Community decks are hit-or-miss. Sure, you can download a pre-made German deck. But half the translations are awkward, the example sentences are robotic, and the words don't match what you're actually encountering in daily life. You end up memorizing vocabulary you'll never use.
The review pile becomes a guilt machine. Miss two days and you come back to 200 pending reviews. The red number stares at you. You start dreading the app instead of opening it. Eventually, you stop opening it at all.
There's no reading experience. Anki is a flashcard app. It doesn't help you find words to learn. You need a separate tool for reading, a separate tool for looking up words, and then Anki for reviewing them. That's three tools for one activity.
What I actually needed
After quitting Anki (twice), I sat down and thought about what a better workflow would look like:
- Read real German content — not textbook sentences, but actual news articles at my level
- Look up words in context — without leaving the article, without tab-switching
- Save words with one tap — no manual card creation, no typing definitions
- Review automatically — spaced repetition that builds itself from what I've read
The key insight: the best vocabulary to learn is the vocabulary you've already encountered in context. Not a random list someone else curated. Not the "top 1000 German words." The words you ran into while reading something you chose.
What I built instead
I ended up building Prägen to solve exactly this problem. Here's how it works:
Daily German articles from sources like Tagesschau, Deutsche Welle, and Nachrichtenleicht — graded by CEFR level (A1 through C1) so you're always reading at the right challenge.
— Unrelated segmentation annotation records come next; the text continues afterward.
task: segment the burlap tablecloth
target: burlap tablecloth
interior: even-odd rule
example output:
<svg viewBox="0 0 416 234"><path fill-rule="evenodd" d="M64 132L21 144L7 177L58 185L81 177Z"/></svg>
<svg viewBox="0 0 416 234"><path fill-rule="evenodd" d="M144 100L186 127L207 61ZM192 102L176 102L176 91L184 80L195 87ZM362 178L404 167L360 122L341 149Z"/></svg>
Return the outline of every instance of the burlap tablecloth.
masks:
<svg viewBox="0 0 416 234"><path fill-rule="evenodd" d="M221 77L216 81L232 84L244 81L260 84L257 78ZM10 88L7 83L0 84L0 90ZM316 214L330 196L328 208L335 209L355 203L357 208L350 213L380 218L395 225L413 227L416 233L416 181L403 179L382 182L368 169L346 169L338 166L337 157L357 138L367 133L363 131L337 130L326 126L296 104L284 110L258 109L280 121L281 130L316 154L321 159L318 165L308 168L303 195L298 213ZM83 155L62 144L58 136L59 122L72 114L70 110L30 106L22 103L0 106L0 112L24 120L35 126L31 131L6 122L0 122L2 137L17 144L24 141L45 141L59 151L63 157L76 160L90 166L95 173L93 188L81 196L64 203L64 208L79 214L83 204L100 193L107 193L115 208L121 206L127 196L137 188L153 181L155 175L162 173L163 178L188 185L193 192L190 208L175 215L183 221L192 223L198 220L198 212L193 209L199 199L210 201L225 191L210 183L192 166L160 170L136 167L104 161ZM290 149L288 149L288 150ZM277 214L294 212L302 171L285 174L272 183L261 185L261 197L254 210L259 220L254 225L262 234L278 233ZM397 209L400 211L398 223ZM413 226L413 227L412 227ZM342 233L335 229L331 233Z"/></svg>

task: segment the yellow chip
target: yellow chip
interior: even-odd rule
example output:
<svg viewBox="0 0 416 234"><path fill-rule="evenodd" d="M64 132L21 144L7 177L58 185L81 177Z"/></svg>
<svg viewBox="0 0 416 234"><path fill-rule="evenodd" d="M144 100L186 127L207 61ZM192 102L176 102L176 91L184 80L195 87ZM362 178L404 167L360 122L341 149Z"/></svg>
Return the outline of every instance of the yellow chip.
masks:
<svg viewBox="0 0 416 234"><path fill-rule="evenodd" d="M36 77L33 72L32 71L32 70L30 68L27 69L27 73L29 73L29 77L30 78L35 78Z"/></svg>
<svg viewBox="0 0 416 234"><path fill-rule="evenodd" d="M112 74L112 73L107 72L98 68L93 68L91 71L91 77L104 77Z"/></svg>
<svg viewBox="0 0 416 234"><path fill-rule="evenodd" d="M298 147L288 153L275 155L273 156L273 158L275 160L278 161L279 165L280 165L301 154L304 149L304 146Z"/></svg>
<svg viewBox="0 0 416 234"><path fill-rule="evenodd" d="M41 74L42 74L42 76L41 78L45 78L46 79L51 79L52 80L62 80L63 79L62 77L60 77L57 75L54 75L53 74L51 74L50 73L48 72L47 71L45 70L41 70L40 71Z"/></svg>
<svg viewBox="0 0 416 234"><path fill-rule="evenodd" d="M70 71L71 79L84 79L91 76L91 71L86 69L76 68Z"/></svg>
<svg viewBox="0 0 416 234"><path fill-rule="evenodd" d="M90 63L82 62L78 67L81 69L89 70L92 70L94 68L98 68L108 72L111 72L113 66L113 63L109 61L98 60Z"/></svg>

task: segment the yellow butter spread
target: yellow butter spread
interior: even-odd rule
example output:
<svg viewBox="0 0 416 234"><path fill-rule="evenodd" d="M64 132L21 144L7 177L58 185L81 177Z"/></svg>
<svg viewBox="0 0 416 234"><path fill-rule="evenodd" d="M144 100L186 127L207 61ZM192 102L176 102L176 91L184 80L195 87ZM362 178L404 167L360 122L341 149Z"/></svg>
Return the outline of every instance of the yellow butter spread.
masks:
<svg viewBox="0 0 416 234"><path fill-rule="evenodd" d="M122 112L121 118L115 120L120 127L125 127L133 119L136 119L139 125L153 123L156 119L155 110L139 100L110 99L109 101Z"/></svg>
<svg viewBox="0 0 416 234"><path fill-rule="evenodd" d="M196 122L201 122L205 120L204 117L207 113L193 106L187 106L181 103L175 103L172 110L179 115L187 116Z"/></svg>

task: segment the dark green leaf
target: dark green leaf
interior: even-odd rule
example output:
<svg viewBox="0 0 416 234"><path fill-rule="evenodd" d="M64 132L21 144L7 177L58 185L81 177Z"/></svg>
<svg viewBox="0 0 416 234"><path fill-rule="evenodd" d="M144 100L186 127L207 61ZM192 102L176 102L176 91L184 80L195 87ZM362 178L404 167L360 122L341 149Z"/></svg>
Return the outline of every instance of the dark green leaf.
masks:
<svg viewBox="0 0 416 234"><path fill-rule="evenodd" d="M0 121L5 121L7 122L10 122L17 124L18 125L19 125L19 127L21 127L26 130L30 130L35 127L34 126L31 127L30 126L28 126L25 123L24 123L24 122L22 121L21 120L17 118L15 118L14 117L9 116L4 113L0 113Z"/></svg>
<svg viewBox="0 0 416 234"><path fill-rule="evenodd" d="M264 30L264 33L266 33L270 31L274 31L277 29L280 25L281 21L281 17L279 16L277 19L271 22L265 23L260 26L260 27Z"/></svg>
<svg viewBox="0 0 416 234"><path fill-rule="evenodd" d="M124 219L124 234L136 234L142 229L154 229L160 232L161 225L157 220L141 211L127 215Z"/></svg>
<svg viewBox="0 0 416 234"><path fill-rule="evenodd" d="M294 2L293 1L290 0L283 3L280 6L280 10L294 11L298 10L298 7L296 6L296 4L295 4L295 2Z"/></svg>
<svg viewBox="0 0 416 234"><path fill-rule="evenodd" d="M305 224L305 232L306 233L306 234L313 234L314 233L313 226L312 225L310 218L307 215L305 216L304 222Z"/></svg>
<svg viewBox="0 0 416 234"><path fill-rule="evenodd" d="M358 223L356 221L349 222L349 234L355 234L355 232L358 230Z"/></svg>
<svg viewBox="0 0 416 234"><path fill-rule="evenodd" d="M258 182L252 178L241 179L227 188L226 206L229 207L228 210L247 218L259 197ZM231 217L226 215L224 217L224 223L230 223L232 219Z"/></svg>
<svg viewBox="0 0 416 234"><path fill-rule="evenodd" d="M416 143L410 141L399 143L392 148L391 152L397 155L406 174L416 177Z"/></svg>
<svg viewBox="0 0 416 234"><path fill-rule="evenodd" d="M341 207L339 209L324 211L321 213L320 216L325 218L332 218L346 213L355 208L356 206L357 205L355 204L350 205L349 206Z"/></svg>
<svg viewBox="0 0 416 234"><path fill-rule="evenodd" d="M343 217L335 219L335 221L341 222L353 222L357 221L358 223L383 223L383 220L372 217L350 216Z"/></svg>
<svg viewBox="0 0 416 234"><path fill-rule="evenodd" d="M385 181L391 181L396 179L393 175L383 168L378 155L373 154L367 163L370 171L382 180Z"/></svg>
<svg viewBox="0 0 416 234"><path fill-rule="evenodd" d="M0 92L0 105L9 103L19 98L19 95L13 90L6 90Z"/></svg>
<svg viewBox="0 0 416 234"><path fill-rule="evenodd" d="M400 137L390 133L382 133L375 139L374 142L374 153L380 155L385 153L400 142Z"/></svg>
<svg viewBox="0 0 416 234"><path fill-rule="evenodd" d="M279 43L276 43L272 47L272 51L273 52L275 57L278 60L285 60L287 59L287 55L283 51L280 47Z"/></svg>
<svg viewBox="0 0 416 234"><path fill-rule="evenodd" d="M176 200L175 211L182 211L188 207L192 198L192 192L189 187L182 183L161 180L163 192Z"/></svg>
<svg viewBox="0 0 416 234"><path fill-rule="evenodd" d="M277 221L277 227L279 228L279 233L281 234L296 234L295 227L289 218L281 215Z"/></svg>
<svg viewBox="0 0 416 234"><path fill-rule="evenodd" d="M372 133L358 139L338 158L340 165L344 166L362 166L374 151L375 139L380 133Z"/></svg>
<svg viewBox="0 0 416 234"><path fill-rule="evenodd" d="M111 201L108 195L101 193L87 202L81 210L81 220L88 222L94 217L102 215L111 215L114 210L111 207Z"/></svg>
Tap any word in an article for an instant AI-powered lookup. Not just a translation — you get the full grammar breakdown: article, plural, conjugation, cases, example sentences, synonyms, and a memory tip. You never leave the article.
Save with one tap. The word, its full context, everything. Your personal vocabulary bank grows as you read. No manual card creation.
Spaced repetition built in. Every word you save becomes a flashcard automatically. The SM-2 algorithm surfaces words right when you're about to forget them. Words you know fade out. Words you struggle with come back.
Plus there's a bank of 3,000+ pre-built flashcards by CEFR level if you want to drill beyond your saved words, and 3,000+ multiple-choice quizzes for variety.
Anki vs. Prägen: honest comparison
Let me be fair — Anki has strengths that Prägen doesn't:
| Anki | Prägen | |
|---|---|---|
| Price | Free (desktop), $25 iOS | Free tier (5 lookups/day), premium €6/mo |
| Customization | Infinite — templates, add-ons, scripting | Opinionated — one workflow, done well |
| Language support | Any language | German only |
| Card creation | Manual (full control) | Automatic (from reading context) |
| Reading integration | None | Built-in daily articles |
| Grammar context | Whatever you type in | AI-generated for every word |
| Community decks | Thousands available | 3,000+ curated cards by CEFR |
| Learning curve | Steep | Minimal |
If you love tinkering, want full control, and study multiple languages — Anki is still hard to beat.
If you're learning German specifically, you're tired of the manual workflow, and you want reading and review in one place — that's what Prägen is for.
Who should switch (and who shouldn't)
Prägen might be better for you if:
- You've tried Anki and stopped using it because the card-creation friction was too high
- You're somewhere between B1 and B2, past the basics but not yet comfortable reading freely
- You want to learn vocabulary from real content, not random word lists
- You'd rather spend 10 minutes reading and reviewing than 20 minutes making flashcards
Stick with Anki if:
- You study multiple languages and need one tool for all of them
- You enjoy the customization and have a workflow that's already working
- You primarily learn from textbooks or courses and create cards from those
- You're on a strict zero-budget and the free tier isn't enough
The bottom line
Anki's algorithm is excellent. Anki's workflow for language learners is not. The gap between "I saw this word" and "it's now a flashcard" is where most people drop off.
The best spaced repetition system is the one you actually use every day. For me, that meant removing the friction between reading German and reviewing vocabulary — and that's why I built Prägen.